TV – « Enfants fantômes : un défi pour l’Afrique »
TV – « Enfants fantômes : un défi pour l’Afrique »
Par Pierre Lepidi
Notre choix du soir. Dominique Tchimbakala a enquêté au Sénégal, au Mali et au Burkina Faso sur ces millions de jeunes sans existence légale (sur LCP à 20 h 30).
Ils sont vivants mais n’existent pas aux yeux de la société. En Afrique de l’Ouest et du centre, l’Unicef évalue à près de 45 millions, soit entre 20 % et 30 %, le nombre d’enfants âgés de moins de 5 ans non enregistrés à l’état civil. Dans Enfants fantômes : un défi pour l’Afrique, Dominique Tchimbakala enquête, avec le réalisateur Clément Alline, au Sénégal, au Mali et au Burkina Faso sur ces jeunes privés de reconnaissance sur le plan juridique.
La journaliste rencontre ces « invisibles », écoliers ou collégiens, et montre sans voyeurisme leurs difficultés. Sans un certificat de naissance en Casamance, au sud du Sénégal par exemple, on n’a pas le droit de poursuivre l’école après le CM2. Les seules options pour les enfants, y compris les meilleurs élèves, c’est de finir à la rue pour les garçons, ou bonnes à tout faire pour les filles âgées d’une dizaine d’années.
Cette enquête intéressante, même si elle manque parfois de rythme, permet d’expliquer les causes et conséquences d’un phénomène qui ravage l’Afrique et devrait toucher de plus en plus d’enfants. « Avec la croissance démographique et si aucun progrès significatif n’est réalisé d’ici à 2030, il devrait y avoir près de 60 millions d’enfants sans existence légale », assure Mirkka Mattila, responsable de la protection de l’enfance à l’Unicef en Afrique de l’Ouest et centrale. Les causes sont multiples : l’absence des pères, obligés de s’éloigner du foyer pour travailler, au moment de l’accouchement et le manque de structures administratives. Dans la région d’Oula, au Burkina Faso, on ne trouve par exemple qu’un centre administratif pour 62 villages.
Battus et exploités
« Si on veut faire les démarches pour son enfant, il faut payer le carburant de la moto », dit un père de famille qui habite dans cette zone très reculée, où le taux d’enregistrement ne dépasse pas 40 %. Dans la petite mairie de la commune, les documents administratifs ne sont pas classés, pas protégés. « Il y a des archives qui se perdent et donc des identités qui se perdent, déplore, impuissant, Saint-Vincent-de-Paul Ouedraogo, agent de l’état civil, en tenant dans sa main un amas de papiers officiels. Ça peut jouer sur les enfants. »
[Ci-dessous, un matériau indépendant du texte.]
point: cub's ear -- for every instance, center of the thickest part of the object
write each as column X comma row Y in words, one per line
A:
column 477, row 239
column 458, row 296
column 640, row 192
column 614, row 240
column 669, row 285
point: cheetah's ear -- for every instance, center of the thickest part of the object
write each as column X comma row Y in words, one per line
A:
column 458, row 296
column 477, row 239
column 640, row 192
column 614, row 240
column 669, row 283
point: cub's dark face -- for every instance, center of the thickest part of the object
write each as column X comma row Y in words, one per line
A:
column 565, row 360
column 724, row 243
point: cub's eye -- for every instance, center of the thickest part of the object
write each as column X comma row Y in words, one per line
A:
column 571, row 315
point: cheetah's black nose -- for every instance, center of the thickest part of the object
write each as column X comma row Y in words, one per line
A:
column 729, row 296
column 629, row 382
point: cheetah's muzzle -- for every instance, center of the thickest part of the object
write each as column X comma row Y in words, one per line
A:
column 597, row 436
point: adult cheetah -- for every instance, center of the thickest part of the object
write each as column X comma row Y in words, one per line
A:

Le documentaire se penche, mais peut-être pas assez, sur les enfants inscrits dans des écoles coraniques. Au Mali, où 50 % de la population a moins de 15 ans, on ne peut entrer au CP sans une attestation de l’état civil et donc un acte de naissance. Beaucoup de jeunes garçons se retrouvent dans des structures pseudo-religieuses, où ils « troquent leur tablette coranique l’après-midi pour un seau en plastique afin d’aller mendier de l’argent pour leur marabout ». Des ONG comme Human Rights Watch dénoncent régulièrement l’exploitation, sous couvert d’éducation, de ces enfants « battus par leurs prétendus maîtres et soumis à des conditions de vie déplorables ».
Elèves dans une école coranique, au Mali, en 2018. / LCP
De Dakar à Bamako, ils sont des centaines de milliers à quémander chaque jour quelques pièces de monnaie sur les grands axes de circulation. Ils n’ont pas 10 ans et sont les victimes d’un cercle vicieux. Inconnus des structures administratives, ces enfants ne sont pas comptabilisés dans les statistiques officielles de pays qui peinent à planifier leur développement, en partie parce qu’ils connaissent mal leur population.
Enfants fantômes : un défi pour l’Afrique, de Clément Alline et Dominique Tchimbakala (Fr., 2018, 52 minutes).